Un album de Prince Paul, c'est toujours plus que de la musique, c'est aussi un concept. Et cette fois, nous allons suivre la MVU (Mental Victims Unit) qui est à la poursuite de Paul, notre beatmaker semant le trouble dans les rues de la grosse pomme. Au travers de cette enquête saugrenue, Paul va croiser le chemin de quelques potes invités à participer au joyeux bordel qui font tout le charme et l'humour de ce disque. Tout commence par 'It's A Stick Up!', un beat qui va poser des problèmes à vos cervicales : violent, intemporel, chargé de trouvailles électroniques et de sons triturés allant du piano au saxo ou encore agrémenté de montages sonores parlés pour le rendre plus vivant qu'il ne l'est déjà… Un vrai hymne à l'inventivité du hip hop à lui tout seul. Vous aimez les femmes mais ne savez pas les séduire? Une petite leçon ne vous fera pas trop de mal alors. Mais un conseil avant de vous lancer, travaillez votre discours un peu mieux que le tocard qui fait une tentative dans le disque, parce qu'il a dû rentrer tout seul. En plus d'être d'une drôlerie désopilante, 'Flattery' est aussi musicalement enivrant. Accords soyeux et rythmique entêtante se marient pour le meilleur d'une escapade sensuelle et douce. Humour toujours avec 'My Friend The Popmaster'. On repassera certes pour l'accent italo-américain plutôt foireux, mais plus que l'imitation c'est la qualité des accords et la façon de les arranger entre eux qui font toute la saveur de la piste, morceau comique en forme d'hommage à son pote Black Italiano the Popmaster. Tout pourrait être dit de cet album en se contentant d'analyser ces deux ou trois morceaux qui composent les premières pistes du disque. Tout l'art de Prince Paul y est représenté, intact. Mais nous ne nous arrêterons pas là, car à chaque piste sa surprise, son ton ou sa blague.

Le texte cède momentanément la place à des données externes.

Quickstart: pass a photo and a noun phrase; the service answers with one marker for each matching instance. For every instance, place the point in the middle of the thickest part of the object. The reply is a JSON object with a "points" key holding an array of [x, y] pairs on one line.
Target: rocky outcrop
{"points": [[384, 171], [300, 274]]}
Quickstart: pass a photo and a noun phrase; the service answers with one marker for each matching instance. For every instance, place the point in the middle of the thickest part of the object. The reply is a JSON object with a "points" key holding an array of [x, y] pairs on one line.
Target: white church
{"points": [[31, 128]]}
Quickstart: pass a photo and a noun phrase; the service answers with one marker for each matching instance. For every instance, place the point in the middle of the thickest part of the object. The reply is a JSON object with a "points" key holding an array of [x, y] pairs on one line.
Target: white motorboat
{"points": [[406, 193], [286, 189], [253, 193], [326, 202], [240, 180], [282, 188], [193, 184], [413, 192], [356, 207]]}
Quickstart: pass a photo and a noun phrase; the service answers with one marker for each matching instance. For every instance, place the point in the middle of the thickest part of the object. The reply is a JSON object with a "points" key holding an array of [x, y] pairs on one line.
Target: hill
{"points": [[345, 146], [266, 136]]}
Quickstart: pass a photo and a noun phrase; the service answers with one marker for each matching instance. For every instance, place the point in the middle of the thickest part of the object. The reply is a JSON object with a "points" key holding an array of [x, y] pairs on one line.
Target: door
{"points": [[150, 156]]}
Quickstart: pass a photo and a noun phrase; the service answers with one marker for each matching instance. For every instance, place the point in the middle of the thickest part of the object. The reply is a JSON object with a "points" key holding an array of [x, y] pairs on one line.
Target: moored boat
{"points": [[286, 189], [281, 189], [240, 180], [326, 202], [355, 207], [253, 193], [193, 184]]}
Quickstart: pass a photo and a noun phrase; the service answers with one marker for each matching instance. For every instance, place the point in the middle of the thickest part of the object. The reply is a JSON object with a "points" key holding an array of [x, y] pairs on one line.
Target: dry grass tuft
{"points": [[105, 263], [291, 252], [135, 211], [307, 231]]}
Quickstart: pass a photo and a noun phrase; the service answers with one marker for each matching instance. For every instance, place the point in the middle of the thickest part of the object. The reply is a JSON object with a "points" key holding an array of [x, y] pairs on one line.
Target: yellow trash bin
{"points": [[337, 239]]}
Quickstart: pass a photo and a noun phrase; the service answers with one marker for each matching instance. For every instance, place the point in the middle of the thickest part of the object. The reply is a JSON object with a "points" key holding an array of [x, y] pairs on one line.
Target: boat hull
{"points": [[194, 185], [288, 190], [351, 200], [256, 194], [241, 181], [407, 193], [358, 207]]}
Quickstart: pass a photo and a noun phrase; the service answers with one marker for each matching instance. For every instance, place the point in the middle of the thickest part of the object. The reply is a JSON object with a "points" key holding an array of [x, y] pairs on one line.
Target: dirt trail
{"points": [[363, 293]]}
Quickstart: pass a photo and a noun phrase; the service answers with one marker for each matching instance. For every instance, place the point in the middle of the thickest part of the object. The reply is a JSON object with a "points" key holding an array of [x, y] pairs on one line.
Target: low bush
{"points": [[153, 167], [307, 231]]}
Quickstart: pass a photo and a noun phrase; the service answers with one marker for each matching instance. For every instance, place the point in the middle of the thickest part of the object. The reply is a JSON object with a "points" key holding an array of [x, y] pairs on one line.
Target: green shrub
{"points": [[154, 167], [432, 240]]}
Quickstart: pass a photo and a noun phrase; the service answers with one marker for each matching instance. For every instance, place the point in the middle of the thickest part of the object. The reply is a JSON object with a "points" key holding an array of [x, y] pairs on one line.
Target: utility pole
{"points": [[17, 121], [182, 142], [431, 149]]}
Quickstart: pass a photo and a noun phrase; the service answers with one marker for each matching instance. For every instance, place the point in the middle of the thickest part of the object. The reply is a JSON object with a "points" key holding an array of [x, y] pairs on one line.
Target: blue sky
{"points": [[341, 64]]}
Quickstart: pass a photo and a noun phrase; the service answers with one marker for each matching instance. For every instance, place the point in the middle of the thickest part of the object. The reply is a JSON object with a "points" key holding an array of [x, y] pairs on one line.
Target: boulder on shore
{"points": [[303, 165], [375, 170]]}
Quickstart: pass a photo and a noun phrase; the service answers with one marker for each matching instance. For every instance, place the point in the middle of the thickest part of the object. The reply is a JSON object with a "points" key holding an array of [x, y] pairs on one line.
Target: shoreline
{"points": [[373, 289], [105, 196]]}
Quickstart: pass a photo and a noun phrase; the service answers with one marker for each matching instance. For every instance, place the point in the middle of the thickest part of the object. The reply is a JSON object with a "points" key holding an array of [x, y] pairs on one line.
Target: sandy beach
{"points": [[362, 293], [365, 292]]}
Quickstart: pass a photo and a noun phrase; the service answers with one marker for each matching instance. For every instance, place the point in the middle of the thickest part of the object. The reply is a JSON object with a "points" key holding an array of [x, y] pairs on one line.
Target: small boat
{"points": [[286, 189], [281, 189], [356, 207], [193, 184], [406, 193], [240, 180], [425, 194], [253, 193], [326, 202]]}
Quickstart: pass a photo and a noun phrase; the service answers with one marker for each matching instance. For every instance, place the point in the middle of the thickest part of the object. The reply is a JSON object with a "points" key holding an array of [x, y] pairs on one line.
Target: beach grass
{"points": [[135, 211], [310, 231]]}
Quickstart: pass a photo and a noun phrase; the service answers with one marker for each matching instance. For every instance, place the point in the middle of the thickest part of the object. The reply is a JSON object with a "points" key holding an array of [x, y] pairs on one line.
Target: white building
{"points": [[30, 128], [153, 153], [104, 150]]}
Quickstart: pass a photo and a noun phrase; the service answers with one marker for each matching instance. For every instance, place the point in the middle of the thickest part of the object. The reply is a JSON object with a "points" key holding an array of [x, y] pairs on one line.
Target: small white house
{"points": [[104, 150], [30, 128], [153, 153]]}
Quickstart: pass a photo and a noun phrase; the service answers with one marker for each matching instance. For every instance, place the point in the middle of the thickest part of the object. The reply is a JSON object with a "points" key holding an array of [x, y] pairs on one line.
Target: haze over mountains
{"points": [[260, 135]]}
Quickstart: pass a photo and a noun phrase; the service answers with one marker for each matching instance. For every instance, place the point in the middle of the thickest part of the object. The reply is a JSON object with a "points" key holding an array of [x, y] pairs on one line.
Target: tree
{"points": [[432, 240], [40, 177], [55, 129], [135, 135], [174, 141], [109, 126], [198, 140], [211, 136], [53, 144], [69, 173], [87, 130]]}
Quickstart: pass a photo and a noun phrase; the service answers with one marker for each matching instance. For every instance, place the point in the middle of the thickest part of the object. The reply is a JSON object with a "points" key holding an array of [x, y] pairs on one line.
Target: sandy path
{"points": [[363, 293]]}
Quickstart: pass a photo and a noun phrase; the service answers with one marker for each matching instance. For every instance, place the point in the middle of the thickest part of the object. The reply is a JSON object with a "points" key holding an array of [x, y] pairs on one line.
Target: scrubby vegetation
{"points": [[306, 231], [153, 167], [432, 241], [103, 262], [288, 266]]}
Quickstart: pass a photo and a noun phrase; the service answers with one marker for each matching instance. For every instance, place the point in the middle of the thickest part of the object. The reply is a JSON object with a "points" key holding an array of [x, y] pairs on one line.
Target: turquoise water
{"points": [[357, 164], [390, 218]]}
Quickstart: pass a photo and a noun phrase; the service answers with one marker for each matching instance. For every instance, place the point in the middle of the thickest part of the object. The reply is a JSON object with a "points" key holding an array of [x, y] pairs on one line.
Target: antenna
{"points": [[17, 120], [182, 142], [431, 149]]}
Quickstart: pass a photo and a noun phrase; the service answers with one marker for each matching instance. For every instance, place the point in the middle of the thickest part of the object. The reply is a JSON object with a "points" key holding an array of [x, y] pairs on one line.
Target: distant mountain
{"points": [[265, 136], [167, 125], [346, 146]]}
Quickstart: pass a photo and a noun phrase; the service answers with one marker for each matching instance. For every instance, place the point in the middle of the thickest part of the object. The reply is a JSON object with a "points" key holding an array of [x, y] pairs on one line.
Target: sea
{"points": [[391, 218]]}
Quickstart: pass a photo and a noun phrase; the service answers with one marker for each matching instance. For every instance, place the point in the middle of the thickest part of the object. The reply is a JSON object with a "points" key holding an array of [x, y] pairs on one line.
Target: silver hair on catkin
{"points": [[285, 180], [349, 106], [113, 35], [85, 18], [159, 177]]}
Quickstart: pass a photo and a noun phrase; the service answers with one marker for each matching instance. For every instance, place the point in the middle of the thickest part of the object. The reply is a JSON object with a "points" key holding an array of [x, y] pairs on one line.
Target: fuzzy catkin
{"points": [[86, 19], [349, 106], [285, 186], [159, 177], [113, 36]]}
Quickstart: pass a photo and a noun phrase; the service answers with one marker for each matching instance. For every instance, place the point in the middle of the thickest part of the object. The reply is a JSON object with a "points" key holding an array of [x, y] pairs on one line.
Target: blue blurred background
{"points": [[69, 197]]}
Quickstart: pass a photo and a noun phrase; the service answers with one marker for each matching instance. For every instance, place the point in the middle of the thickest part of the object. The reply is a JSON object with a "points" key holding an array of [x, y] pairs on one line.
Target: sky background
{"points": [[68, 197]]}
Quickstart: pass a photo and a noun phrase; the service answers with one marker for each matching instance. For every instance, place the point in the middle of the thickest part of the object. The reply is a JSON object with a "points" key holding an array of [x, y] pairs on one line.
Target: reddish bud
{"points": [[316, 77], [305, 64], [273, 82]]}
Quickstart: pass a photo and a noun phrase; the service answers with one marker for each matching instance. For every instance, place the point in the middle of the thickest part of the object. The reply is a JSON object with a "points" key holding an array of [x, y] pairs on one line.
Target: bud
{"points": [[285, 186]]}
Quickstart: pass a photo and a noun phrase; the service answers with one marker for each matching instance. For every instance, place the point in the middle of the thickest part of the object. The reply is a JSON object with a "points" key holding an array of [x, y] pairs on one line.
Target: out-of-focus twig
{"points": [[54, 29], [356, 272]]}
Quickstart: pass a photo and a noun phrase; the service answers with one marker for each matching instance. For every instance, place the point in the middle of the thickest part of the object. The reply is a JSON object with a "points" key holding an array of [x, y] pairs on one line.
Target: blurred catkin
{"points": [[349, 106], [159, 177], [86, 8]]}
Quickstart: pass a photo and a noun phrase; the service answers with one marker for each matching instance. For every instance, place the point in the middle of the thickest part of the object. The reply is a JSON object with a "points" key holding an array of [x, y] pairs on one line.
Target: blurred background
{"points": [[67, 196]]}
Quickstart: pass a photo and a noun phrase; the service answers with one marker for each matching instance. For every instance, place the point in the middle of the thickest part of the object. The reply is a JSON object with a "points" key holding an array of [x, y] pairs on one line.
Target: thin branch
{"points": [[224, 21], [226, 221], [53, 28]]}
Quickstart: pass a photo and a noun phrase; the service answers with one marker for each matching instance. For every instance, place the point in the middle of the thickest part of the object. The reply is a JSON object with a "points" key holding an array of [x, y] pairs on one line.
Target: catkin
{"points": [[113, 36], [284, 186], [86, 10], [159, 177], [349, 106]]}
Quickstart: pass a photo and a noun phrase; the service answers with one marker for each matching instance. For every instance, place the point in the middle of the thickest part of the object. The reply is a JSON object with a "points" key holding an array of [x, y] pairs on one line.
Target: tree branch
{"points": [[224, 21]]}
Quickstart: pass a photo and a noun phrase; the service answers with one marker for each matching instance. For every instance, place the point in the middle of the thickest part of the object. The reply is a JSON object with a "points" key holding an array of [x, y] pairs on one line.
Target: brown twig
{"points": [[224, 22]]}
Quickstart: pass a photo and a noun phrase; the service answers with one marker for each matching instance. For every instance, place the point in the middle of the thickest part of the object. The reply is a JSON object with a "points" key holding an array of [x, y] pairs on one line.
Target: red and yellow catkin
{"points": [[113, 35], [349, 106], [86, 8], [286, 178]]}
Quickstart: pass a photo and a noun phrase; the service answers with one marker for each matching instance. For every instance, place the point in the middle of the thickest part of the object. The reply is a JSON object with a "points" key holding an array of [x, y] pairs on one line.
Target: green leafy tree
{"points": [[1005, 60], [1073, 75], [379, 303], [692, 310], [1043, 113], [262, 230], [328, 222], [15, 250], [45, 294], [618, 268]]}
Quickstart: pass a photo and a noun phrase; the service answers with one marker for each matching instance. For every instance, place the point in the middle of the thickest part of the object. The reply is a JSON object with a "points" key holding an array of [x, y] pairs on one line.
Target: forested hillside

Il y a vraiment tout ça dans ce disque. Et plus encore. Pour s'en convaincre, il suffit de faire un tour du coté des années 80 au travers d'un fameux 'I Want You (I'm An 80's Man)'. Vous savez, c'était l'époque où des synthés soutenaient de leurs mélodies craignos les refrains de chanteurs à drôles de coiffures et portant des sapes déjà ringardes avant même qu'on ait pu les imaginer. Et bien c'est tout cela 'I Want You'. Et c'est bon. Dialogues de films obscurs détournés, cassette d'apprentissage d'espagnol et beat hypnotisant, voilà ce qui fait le génial 'What Are You Afraid Of?'. Les astuces utilisées ici sont partie intégrante du langage musical de Paul, mais si elles semblent le plus souvent servir le front de l'humour, elles peuvent introduire de manière encore plus subtile un discours politique grinçant, ici sur un postulat qui résonne comme une menace: "I am a white American". Le tout illustré par les mélodies lounge et pianotées de 'And The Winner Is?'. Mais on peut aussi retrouver quelques productions plus simplement présentes pour le plaisir de les écouter. C'est le cas d''El Ka Bong' (une boucle épurée et tellement parfaite) ou encore du joyeux 'Gangsta's My Style' (beat fat pour carillon désuet). 'Profit' quant à lui, semble sorti d'une banque de sons destinée à être envoyée à notre Booba national. Même si Prince Paul-Booba ne semble pas au menu de ce siècle, avec ce morceau, on se dit que ça aurait pu.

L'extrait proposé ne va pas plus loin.